Un homme de 48 ans s'est présenté avec une histoire de plusieurs années de syncopes multiples survenant dans des circonstances d'activité vagale accrue, comme après les repas ou à l'église. Les épisodes étaient associés à des prodromes, notamment la transpiration et une sensation de chaleur. Il s'est présenté après deux épisodes récents de perte de conscience soudaine sans prodromes, le dernier ayant été compliqué par une chute et un traumatisme facial. L'ECG de surface a révélé la présence d'un bloc de branche droit et le test de la table basculante a donné une réponse mitigée, avec une bradycardie à 30 bpm et une chute précipitée de la pression artérielle, suivie d'une perte de conscience. Les prodromes rappelaient ceux associés aux syncopes survenues dans le passé le plus lointain. Les études électrophysiologiques ont révélé la présence d'un intervalle HV limite à 68 ms. En raison de l'évolution de la sévérité des symptômes et de l'intervalle HV limite, un Holter Reveal DX a été implanté.

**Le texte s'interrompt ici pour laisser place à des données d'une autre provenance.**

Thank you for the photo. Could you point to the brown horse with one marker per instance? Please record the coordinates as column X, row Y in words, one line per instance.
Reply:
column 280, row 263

Ce patient est actuellement suivi à distance.
L'épisode transmis à distance correspondait aux symptômes spontanés rapportés par le patient. L'enregistrement a été déclenché par une syncope précédée de prodromes postprandiaux. Le graphique fournit une illustration globale de l'épisode, tandis que l'enregistrement ECG permet un diagnostic plus précis :
Cet enregistrement et le précédent présentent des similitudes. Bien que la qualité de ce tracé soit moindre, ce qui complique la distinction entre bloc auriculo-ventriculaire et dysfonctionnement du nœud sinusal, la fréquence sinusale s'accélère avant ce qui semble être une pause sinusale considérablement plus courte que dans l'exemple précédent. Ce tracé appartient donc à la classification IA de l'ISSUE. Les circonstances cliniques et l'enregistrement suggèrent fortement un épisode à médiation vagale. Cependant, alors que chez le patient précédent, la longueur de la pause et la fréquence des épisodes semblaient plaider en faveur de l'implantation d'un stimulateur cardiaque, chez ce patient, cette recommandation était moins claire. Certains éléments, dans ce cas, allaient à l'encontre de l'implantation d'un stimulateur cardiaque :
1) le patient était jeune et le risque de complications à long terme était élevé ;
2) alors que le mécanisme de la syncope et de la bradycardie était clairement vagal, la pause n'était pas particulièrement longue ;
3) dans ces cas, l'efficacité de la stimulation permanente n'a pas été confirmée, bien qu'à court terme, l'étude ISSUE 3 ait suggéré un bénéfice. Le point mis en évidence par ce cas et les suivants est l'importance d'une décision d'implantation d'un stimulateur cardiaque basée sur le contexte clinique et les caractéristiques individuelles de chaque patient, y compris lorsqu'une pause est enregistrée au moment d'un événement symptomatique.